I sourced these notes from community blog posts, the docs, and reading the Graphite/Carbon/Whisper source code. Specifically:
- Richard Crowley’s ‘Federated Graphite’ blog post - one reason I wrote my post is that his, while well put together, is still missing gaps in the big picture.
- Tuning Graphite for 3m points/min - a somewhat old Q&A thread on Launchpad that’s still at least somewhat relevant.
- Mailing list post mentioning CLUSTER_SERVERS confusion
- The official docs
- The code
Overview
Components
A Graphite setup consists of the following components:
- A collector that speaks Graphite wire protocols.
- One or more Carbon daemons (typically carbon-cache, the workhorse).
- Carbon-cache’s primary responsibility is accepting metrics over the wire & writing them into Whisper db files (see below).
- While doing so, it caches metrics in memory to help write throughput (and smooth over disk contention).
- Because of this, at any given moment datapoints that have “arrived” at a given node may exist either on-disk OR in a carbon-cache’s cache. This affects how the webapp queries for them (see below).
- When multiple carbon-caches are needed (to take advantage of multiple cores or nodes), a carbon-relay process load-balances across them.
- An on-disk tree of Whisper database files.
- These files are the canonical resource for metric data; all metric data should eventually (and ideally, quickly) arrive here.
- At least one webapp install
- The webapp is the canonical query endpoint for its node’s metric store.
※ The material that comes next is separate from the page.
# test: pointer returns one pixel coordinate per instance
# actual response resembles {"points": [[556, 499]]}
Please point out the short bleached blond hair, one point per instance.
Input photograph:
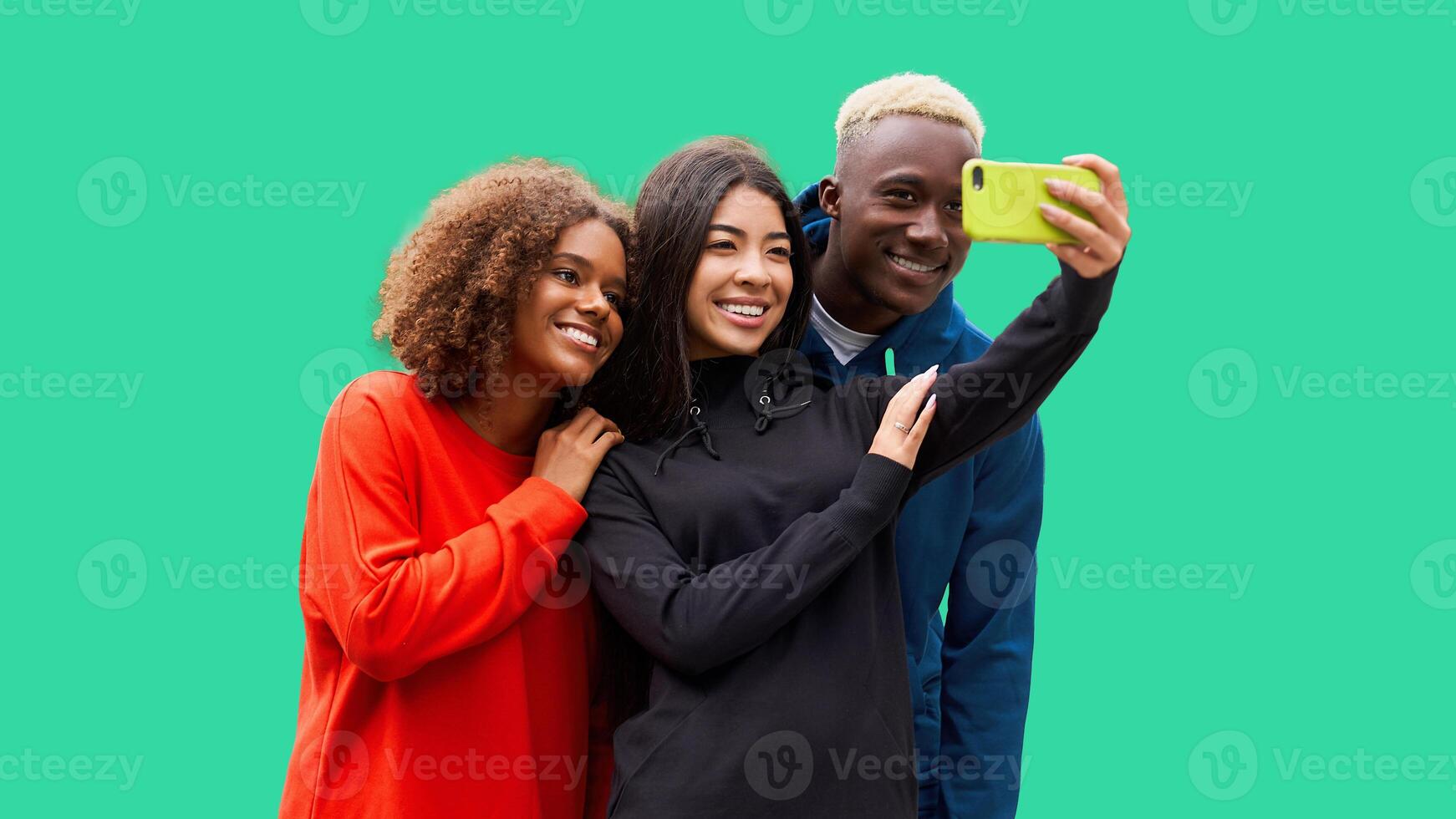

- It handles all necessary queries to disk, carbon-caches, and if necessary webapps on other nodes, to end up with the most up to date set of endpoints for a given metric.
- The webapp ships with a graph composer & dashboard, but for the purposes of this document, its primary use is that of query API endpoint.
Configuration
Given that there may be multiple carbon-caches per node and/or multiple nodes’ worth of caches & webapps, Graphite has a handful of settings that inform these components of each other’s locations:
CLUSTER_SERVERS
(local_settings.py
): tells webapp which other webapps to query.CARBONLINK_HOSTS
(local_settings.py
): tells webapp which carbon-caches to query.DESTINATIONS
(carbon.conf
): tells carbon-relays which carbon-caches are in the cluster, determining the hash ring layout when in consistent-hash mode (more on this later) or simply the available hosts when in rule-oriented mode (ditto).WHISPER_DIR
(carbon.conf
): Which on-disk location holds the Whisper files. This tells the carbon-caches where to write, and the webapp where to read.
The write algorithm
Writes into a Graphite system depend on how your cluster is set up, but typically look like this:
- A collector writes metrics over the wire to some Carbon daemon.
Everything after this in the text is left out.